Monday, January 12, 2009

What I wanted to say, but couldn't

Yesterday was a remarkable day in the history of my life, as well as Zach. Yesterday we were baptized at Living Stones Church. There were many things I would have liked to said as the microphone was offered to me, needless to say, I just couldn't get the words from my brain to my mouth. Anyway, I just don't feel complete unless I share with you what I wish I would have said. Well I wouldn't have said quite all of it, but some of it...

Our God is a Great and Almighty God!! He has saved me from the very many bad decisions I have made in my past and given me a new beginning. I was baptized as in infant in the Lutheran Church and attended Zion Lutheran School from beginning to end. (8th grade). I went to church every Sunday with my mom up until I started High school. I then began to be led astray from the Lord. I made many wrong choices, and lived a life that I was ashamed of. I got a rude awakening in the summer of 2005, I was 16 years old sitting on the bathroom sink of a friends house waiting for the 3 minutes to be up that would decide my future... times up, results are in... PREGNANT! As tears began running down my cheeks, soon turning into sobs, I just couldn't believe what I had done... How could I have SERIOUSLY been so blind and careless to let this happen?
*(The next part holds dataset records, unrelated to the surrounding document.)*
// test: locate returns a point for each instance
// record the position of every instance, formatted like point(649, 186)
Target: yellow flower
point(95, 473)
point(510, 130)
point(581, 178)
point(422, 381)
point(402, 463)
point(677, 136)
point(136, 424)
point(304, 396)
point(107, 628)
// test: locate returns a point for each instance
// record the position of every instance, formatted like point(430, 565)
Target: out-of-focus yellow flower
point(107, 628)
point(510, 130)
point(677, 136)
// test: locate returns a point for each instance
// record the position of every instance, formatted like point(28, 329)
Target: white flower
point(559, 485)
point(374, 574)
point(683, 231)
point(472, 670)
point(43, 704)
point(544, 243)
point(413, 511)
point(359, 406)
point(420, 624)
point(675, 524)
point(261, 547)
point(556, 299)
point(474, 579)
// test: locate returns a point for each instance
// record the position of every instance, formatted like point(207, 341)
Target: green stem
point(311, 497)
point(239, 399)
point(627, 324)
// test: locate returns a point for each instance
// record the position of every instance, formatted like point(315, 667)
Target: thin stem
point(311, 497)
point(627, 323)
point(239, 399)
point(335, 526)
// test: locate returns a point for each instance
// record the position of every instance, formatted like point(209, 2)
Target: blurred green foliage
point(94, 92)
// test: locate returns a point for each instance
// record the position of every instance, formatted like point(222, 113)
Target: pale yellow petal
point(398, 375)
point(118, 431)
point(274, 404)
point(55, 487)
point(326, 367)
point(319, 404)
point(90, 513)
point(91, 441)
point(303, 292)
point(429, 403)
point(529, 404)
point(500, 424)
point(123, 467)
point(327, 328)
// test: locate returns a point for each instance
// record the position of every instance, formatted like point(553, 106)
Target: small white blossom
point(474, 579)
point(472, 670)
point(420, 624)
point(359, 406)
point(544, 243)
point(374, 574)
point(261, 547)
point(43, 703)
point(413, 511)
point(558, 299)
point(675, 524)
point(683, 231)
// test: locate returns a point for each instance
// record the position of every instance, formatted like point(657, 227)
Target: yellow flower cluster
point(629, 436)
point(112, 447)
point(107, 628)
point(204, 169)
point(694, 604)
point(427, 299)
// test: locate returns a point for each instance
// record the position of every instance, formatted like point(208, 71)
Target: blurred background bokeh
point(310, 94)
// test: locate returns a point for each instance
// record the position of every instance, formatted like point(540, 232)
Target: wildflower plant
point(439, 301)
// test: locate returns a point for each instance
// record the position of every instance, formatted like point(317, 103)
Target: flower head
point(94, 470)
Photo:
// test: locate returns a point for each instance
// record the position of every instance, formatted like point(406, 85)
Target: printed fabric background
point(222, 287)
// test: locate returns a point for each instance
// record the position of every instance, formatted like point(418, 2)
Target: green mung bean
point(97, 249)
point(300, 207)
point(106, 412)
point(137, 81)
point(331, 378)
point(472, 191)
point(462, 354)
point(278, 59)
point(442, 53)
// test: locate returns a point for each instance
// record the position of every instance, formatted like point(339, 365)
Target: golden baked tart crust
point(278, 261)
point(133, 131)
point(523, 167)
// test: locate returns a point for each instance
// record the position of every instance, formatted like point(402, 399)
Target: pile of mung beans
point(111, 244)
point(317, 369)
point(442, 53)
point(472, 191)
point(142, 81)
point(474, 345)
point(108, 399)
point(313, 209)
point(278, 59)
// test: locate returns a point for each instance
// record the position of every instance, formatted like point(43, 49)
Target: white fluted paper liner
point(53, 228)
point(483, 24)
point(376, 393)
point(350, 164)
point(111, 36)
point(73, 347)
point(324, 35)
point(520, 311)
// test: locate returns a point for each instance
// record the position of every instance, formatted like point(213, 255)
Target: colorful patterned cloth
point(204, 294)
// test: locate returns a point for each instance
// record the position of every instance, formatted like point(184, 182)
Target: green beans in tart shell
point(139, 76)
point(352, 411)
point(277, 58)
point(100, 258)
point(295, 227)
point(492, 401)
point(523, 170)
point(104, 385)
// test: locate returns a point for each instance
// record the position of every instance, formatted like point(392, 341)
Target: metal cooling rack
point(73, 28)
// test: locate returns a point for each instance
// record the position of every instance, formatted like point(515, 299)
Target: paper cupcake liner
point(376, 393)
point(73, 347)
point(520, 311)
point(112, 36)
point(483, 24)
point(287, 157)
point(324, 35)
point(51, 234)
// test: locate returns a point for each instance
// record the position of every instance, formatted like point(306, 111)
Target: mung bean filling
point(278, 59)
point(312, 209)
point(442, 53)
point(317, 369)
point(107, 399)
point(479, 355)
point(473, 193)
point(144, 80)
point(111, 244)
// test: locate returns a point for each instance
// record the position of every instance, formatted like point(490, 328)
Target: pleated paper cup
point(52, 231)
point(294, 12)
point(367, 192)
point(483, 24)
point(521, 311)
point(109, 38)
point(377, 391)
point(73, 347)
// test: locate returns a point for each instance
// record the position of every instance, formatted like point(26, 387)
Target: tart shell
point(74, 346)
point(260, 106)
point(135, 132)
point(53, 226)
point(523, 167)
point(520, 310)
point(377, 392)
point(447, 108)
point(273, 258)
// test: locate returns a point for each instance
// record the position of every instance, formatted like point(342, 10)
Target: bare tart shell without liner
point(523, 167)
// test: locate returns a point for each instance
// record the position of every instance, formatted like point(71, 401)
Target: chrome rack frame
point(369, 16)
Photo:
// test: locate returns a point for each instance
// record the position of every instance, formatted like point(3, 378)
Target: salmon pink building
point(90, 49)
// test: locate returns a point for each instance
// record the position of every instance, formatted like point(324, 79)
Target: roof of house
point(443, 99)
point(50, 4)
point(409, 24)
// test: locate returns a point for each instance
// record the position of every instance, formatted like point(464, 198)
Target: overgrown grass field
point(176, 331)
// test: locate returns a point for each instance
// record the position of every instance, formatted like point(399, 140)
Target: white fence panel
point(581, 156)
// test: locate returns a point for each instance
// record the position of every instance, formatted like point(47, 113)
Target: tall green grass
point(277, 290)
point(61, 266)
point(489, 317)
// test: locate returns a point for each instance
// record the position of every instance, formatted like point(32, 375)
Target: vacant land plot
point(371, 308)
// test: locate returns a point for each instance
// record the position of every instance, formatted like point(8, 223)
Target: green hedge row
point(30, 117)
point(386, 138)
The shamefulness, embarrassment... and worst of all, having to tell my mom and dad what I had done.

The story goes on, it was a long and hard 9 months and Zach and I were going through some pretty hard times with each other. Addisyn Paige was born on on March 28, 2006. I was 17 at this point and from the time that she was a couple weeks or months I suffered from depression. I didn't know it at the time and didn't really let it be known to others. My life was a downward spiral... fight after fight with Zach, going out and partying it up, and the guilt of not being the mother that I should have been. This went on for quite some time. Zach and I had split up a couple different times, and finally in the summer of 2007 we both grew up a bit and realized that our lives were in shambles and that it was time to grow up!

In the summer of 2007, we got quite another surprise!! We now call him Ryder. At this point we had started getting back into church a little bit, but definitely not enough. We got married in February of 2008. After Ryder was born we still hadn't completely given up some of the things that were corrupting our lives. I had somewhat of a problem with alcohol. Not everyday or every other day for that matter, but when we got a chance to go out, I would drink, and drink, and once I started I just kept it up all night. (And as hard as it is to put this out there for everyone to read, I believe it is part of my testimony and proof of how Great our God is!)
Zach and I continued to fight, and now it was even harder because we were married, and had two children that depended on us. At this point we were pretty much leading the double life, going to church, but also going out and doing things of ungodly nature. Every Sunday I would sit in church during praise and worship and feel tears, and my heart seriously aching... One Friday night I had a complete BREAKDOWN, I was sobbing, it was hard to catch my breath, guilt, shamefulness, regret, embarrassment, the fact that I was trying to be faithful to God, but could not give up my sinful ways had all consumed be, I was then completely overtaken by the Holy Spirit. I know it sounds crazy but I soon felt my heart change, God said I know you are tired of living the way you are so I'm here tonight to show you that you can't have both, its ME or the other things of your life. I finally realized after so long of living unhappily, that ALL I HAD TO DO was give up the bad things that I was doing and GIVE IT ALL TO GOD!!! I did, I just kept crying and crying and saying I don't want that life anymore, I can't live like that, I DON"T WANT TO!!! I made a decision that night that things were going to change for me. After that night, I became a new woman. When I went to church, I have gave in to those feelings and just cried and cried and cried, I threw my hands up in the air and praised GOD for the second chance He had given me.

Now, sitting here almost sobbing, I have realized that even though I wasn't walking with God through all of my hardships and troubled times, He sure was walking with me even though I didn't know it.

Even though I was still growing in my faith again, and attending church regularly, I was still dealing with some of the shame of my past. It was really hard to let go of some of the things that I had done, and failed to do. As of yesterday, I am washing it away and letting go and moving on. I will not feel embarrassed of being a young mother for one more day. The Lord has cleansed me of all unrighteousness, and I am starting a new walk with Christ. I am excited and can not wait to see what is in store for Zach and I as we move forward with the Lord. AMEN!